Just over a year ago, the US government killed the most wanted man in the world—Osama bin Laden—in an audacious raid in Abbottabad, Pakistan. The cache of information gathered from his compound fortress has proven invaluable to the US Government, who have just released about 200 pages worth of letters written to and from the al-Qaeda leader.
To be fair, the released correspondence has been filtered through the American classification standards, and they might be releasing letters that tell the public a narrative they want to write. Still, it paints a picture of a man with an increasingly looser grip on the reins of his creation, and frustration about the splintering group, brand image and civilian casualties. He was even worried about extremists within the terrorist group, notorious for its own extremism. There are lessons that our home grown terrorists should take from bin Laden’s correspondence.
Osama bin Laden was deeply concerned by the indiscriminate killing of civilians by its affiliates, most notably al-Qaeda in Iraq. Their primary target was the US, its interests around the world, as well as governments friendly to them in the Arab world, not innocent women and children. As a result, the support for the terrorists began to decline as time went on. This is something Boko Haram risks going forward, and could already be happening. If you say you have an axe to grind with the Nigerian government, then by all means concentrate your ‘efforts’ there, and leave innocent people alone. The more innocent people they kill, the more support they lose, exposing them as little more than bloodthirsty criminals.

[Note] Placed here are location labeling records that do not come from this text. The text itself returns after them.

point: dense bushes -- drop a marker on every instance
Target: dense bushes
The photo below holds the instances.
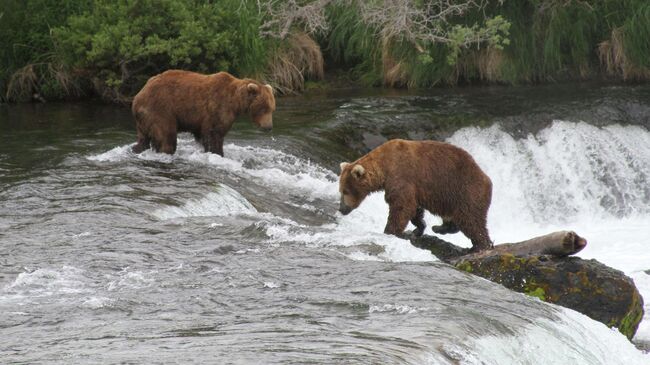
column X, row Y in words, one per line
column 119, row 44
column 109, row 48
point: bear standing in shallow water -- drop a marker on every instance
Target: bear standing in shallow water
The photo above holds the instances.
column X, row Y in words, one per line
column 436, row 176
column 204, row 105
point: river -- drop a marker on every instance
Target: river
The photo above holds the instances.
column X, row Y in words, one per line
column 111, row 257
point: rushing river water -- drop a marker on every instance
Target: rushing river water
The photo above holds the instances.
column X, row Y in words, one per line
column 111, row 257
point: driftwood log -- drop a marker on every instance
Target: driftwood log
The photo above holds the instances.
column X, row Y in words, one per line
column 540, row 267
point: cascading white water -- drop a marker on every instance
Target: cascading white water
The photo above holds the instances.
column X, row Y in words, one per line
column 573, row 176
column 569, row 176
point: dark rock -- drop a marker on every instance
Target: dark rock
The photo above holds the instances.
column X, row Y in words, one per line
column 587, row 286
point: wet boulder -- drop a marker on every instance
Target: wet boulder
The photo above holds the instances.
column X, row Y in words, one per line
column 587, row 286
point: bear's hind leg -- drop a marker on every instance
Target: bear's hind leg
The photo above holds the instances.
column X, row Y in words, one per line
column 398, row 217
column 143, row 143
column 165, row 142
column 477, row 232
column 447, row 227
column 418, row 222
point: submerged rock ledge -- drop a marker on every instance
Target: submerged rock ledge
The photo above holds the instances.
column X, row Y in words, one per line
column 587, row 286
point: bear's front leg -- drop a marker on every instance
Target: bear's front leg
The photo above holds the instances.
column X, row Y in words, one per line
column 418, row 222
column 398, row 218
column 213, row 142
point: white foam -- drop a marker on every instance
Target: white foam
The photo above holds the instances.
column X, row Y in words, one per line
column 97, row 302
column 131, row 280
column 224, row 202
column 45, row 282
column 571, row 176
column 396, row 308
column 574, row 339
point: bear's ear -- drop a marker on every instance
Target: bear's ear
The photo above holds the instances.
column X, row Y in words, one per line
column 252, row 88
column 358, row 171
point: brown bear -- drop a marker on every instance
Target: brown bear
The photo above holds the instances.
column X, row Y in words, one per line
column 417, row 175
column 204, row 105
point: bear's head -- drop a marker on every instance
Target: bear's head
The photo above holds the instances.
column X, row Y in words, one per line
column 353, row 186
column 262, row 105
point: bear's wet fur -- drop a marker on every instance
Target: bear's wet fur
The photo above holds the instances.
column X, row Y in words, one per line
column 204, row 105
column 417, row 175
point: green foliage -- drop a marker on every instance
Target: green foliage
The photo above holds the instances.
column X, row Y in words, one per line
column 354, row 44
column 25, row 32
column 637, row 36
column 68, row 47
column 124, row 42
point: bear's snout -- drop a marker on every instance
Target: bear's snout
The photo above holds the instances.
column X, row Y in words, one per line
column 343, row 208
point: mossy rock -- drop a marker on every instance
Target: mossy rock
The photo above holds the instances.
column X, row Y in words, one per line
column 587, row 286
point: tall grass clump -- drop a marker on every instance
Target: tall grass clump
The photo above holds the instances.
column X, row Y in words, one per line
column 295, row 60
column 352, row 43
column 118, row 45
column 28, row 62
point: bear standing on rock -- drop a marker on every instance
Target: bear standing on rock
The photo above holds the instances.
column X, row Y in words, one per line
column 204, row 105
column 436, row 176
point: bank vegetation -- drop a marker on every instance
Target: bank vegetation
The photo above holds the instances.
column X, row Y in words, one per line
column 83, row 48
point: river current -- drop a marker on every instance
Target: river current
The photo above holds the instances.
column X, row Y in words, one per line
column 111, row 257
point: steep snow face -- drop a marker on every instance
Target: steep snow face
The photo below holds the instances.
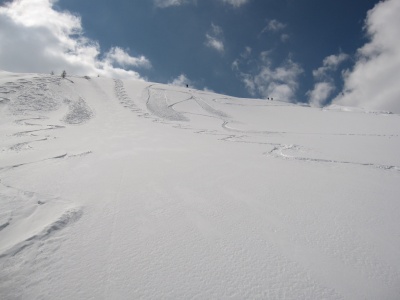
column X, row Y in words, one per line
column 127, row 189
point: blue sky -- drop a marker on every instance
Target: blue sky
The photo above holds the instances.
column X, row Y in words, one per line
column 293, row 50
column 174, row 38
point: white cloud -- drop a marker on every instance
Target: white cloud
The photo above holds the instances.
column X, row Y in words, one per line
column 373, row 82
column 120, row 57
column 324, row 85
column 214, row 39
column 330, row 63
column 320, row 93
column 36, row 38
column 274, row 26
column 280, row 83
column 182, row 81
column 236, row 3
column 169, row 3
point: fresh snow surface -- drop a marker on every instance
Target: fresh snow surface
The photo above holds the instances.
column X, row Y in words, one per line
column 115, row 189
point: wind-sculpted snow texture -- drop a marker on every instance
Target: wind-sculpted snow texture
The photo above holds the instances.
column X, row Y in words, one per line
column 114, row 189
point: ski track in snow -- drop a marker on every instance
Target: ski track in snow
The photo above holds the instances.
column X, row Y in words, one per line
column 31, row 103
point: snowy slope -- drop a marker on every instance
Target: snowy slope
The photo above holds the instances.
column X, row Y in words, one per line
column 126, row 189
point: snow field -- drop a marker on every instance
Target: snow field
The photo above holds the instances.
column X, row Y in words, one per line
column 128, row 189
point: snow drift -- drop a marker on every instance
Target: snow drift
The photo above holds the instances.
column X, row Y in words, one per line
column 128, row 189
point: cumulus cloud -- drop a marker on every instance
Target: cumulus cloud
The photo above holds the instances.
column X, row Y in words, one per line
column 373, row 81
column 34, row 37
column 274, row 26
column 118, row 56
column 182, row 80
column 324, row 84
column 236, row 3
column 279, row 82
column 169, row 3
column 214, row 38
column 330, row 63
column 320, row 93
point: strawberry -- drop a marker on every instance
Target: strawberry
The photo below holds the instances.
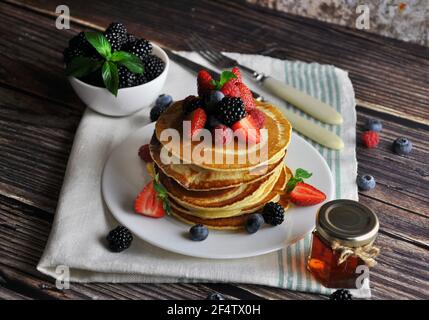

Another focus of some of the letters had to do with relations with the media. The disposition of several major media outlets to al-Qaeda was clearly a concern of Osama, and he scorned those seen as too ‘biased’ like Fox News. In the 21st century, whether you are a politician or a terrorist, the media matters. This makes Boko Haram’s attack on ThisDay, one of the leading newspapers in the country, even more worse from a strategic point of view. Threats of more attacks on media houses will further make enemies of the one set of people they cannot afford to alienate. One particular passage is especially telling:
“As for the neutrality of CNN in English it seems to be in cooperation with the government more than the others, except Fox News of course…I used to think that MSNBC channel might be good and neutral, but it has lately fired two of the most famous journalists, Keith Olbermann and Octavia Nasr, [who, in fact, left CNN]…ABC Channel is all right, actually it could be one of the best channels as far as we’re concerned. It’s interested in al Qaeda issues, particularly the journalist Brian Ross, who specializes in terrorism. The channel is still proud of its interview with the Sheikh [bin Laden in 1998].”
Bin Laden’s concern with the perception of his jihad extended to a possible name change. He contemplated changing the name al-Qaeda to something else and even gave suggestions, though nothing ever came of it. Apparently, the name had become too toxic and he was eager to rebrand. He also suggested that they apologise for attacking inside muslim countries.
From the documents released so far, what we find is an admission that Al-Qaeda had lost its way and it was costing them a lot. They had lost the trust of the muslim people, and were seeking favourable press coverage. This situation was brought about by the activities of affiliates bin Laden could not control, as a direct result of attempts to expand.
There is a lesson for Boko Haram here, who have expanded their operations beyond their origin of Maiduguri. More and more civilians have died in their attacks, moving away from their stated purpose of fighting the government. Attacks on media houses are a grave mistake, and it would be interesting to know the rationale behind it. Boko Haram have jumped at the chance to be affiliated with the al-Qaeda brand. They would be advised to learn from their mistakes as well.